Above: DNF has all the hallmarks of a modern shooter, with detailed set pieces and slick event sequences, but it always manages to feel more like a shooter from the late 90s than anything else
That being said, the oldschool-ness of Duke will be a bit of a double edged sword. In a way, backtracking to find that particular door you missed earlier or banging your head against simple puzzles brings back the kind of challenges we didn’t realize we’ve been missing after years of smooth, more linear campaigns that make us feel like action stars as we constantly just press forward and onward with minimal frustration. But it’s also a reminder of why we may not see games like this anymore these days.
Above: For some reason, pee pee humor pissed us off in the Postal games. But it feels great in DNF. What a relief!
Above: During firefights like these, there were times when DNF stumbled a bit with some jerky movements that made it hard to keep enemies in our sights
During one boss fight, we faced monstrously obese alien raining rockets on us from above. We tried fighting him the way we might approach a boss in a Halo game. Every time we tried to stand up to him face-to-face, dodging his attacks and blasting him whenever we had a free moment, we died. In the end, we kited him into a narrow hallway where we let the boss kill himself by crossing over a series of trip mines we laid out before him. It felt cheap, like we were cheating. But you know what? It also felt great at the same time. Because that’s exactly the kind of thing we used to do to beat old Doom bosses or to clear areas in a Serious Sam game, the kind of thing that fits perfectly in the world of Duke Nukem.
The action itself also felt rough at times. It should be noted that we were still playing an early build of the game, but there were times when firefights made Duke Nukem Forever feel more old than oldschool.

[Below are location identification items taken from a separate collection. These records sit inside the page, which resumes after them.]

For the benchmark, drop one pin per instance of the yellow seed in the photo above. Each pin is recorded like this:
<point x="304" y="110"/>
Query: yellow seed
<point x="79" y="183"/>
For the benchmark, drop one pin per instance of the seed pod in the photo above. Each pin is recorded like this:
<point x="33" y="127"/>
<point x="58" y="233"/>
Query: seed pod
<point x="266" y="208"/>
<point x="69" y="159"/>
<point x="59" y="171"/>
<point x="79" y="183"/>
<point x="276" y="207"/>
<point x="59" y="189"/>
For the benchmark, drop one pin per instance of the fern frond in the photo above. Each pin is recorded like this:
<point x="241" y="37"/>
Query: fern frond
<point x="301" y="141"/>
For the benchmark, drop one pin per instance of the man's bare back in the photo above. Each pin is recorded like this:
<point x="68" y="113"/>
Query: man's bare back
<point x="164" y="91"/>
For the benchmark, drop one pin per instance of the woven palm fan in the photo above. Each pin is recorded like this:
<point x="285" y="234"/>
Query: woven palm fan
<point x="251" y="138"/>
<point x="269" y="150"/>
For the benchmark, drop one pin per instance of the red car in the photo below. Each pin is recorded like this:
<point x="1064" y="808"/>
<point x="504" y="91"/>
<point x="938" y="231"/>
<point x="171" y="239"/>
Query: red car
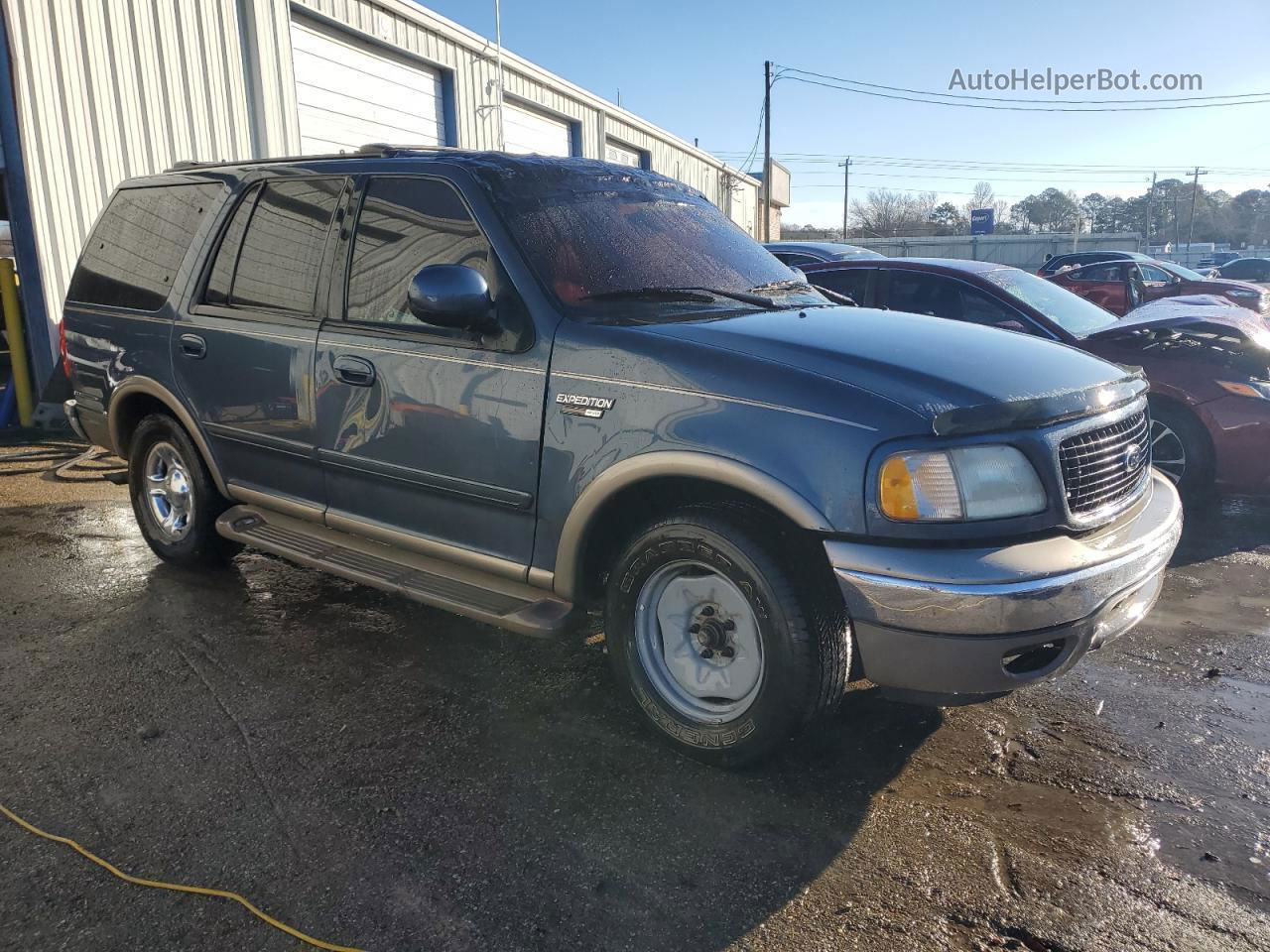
<point x="1207" y="363"/>
<point x="1123" y="286"/>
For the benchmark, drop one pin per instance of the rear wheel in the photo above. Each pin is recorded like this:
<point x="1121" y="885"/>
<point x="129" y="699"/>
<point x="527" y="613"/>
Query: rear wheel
<point x="173" y="495"/>
<point x="728" y="643"/>
<point x="1182" y="449"/>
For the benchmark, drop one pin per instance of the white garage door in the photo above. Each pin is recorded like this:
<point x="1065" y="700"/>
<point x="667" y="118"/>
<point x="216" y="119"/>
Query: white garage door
<point x="621" y="154"/>
<point x="353" y="93"/>
<point x="531" y="131"/>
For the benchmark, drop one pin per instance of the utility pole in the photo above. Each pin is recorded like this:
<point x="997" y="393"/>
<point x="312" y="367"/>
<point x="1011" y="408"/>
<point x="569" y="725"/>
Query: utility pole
<point x="1191" y="231"/>
<point x="1151" y="207"/>
<point x="846" y="193"/>
<point x="767" y="150"/>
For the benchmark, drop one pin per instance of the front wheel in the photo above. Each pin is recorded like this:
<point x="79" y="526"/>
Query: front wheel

Sometimes we found it hard to keep enemies in our sights as they bounced about the screen jerkily.
Above: Once you down this boss, you'll be able to properly humiliate him with a flurry of punches to the groin
Above: Duke Nukem Forever has some balls. Big, boss balls that you beat with your bare fists
Still, all nitpickery aside, we can’t help remaining utterly excited about Duke Nukem Forever. It seems like shooters lost their sense of humor somewhere along the line. Whether you have fond memories of Duke Nukem 3D or are a complete stranger to the series, mark our words: Duke Nukem Forever will leave its mark on this industry when it releases this May.
Let the haters hate. Our first honest to goodness look at Duke Nukem Forever suggests that this will be exactly the kind of game we wanted to play years ago, today. The attitude, the toilet humor, the unaplogetic Al Bundy-ness of the lady loving Duke: it's all there. Red barrels will explode, steroid-powered punches will be thrown, and legions of pig cops will fall as you mow them down with heavy machine gun fire. Duke Nukem Forever is finally coming, and it's going to take you back to the time when it was okay for a hero to have some balls, when taking cover was for pussies, and when strategy and tactics meant doing whatever it took to win. The Duke is back, and it’s about damn time.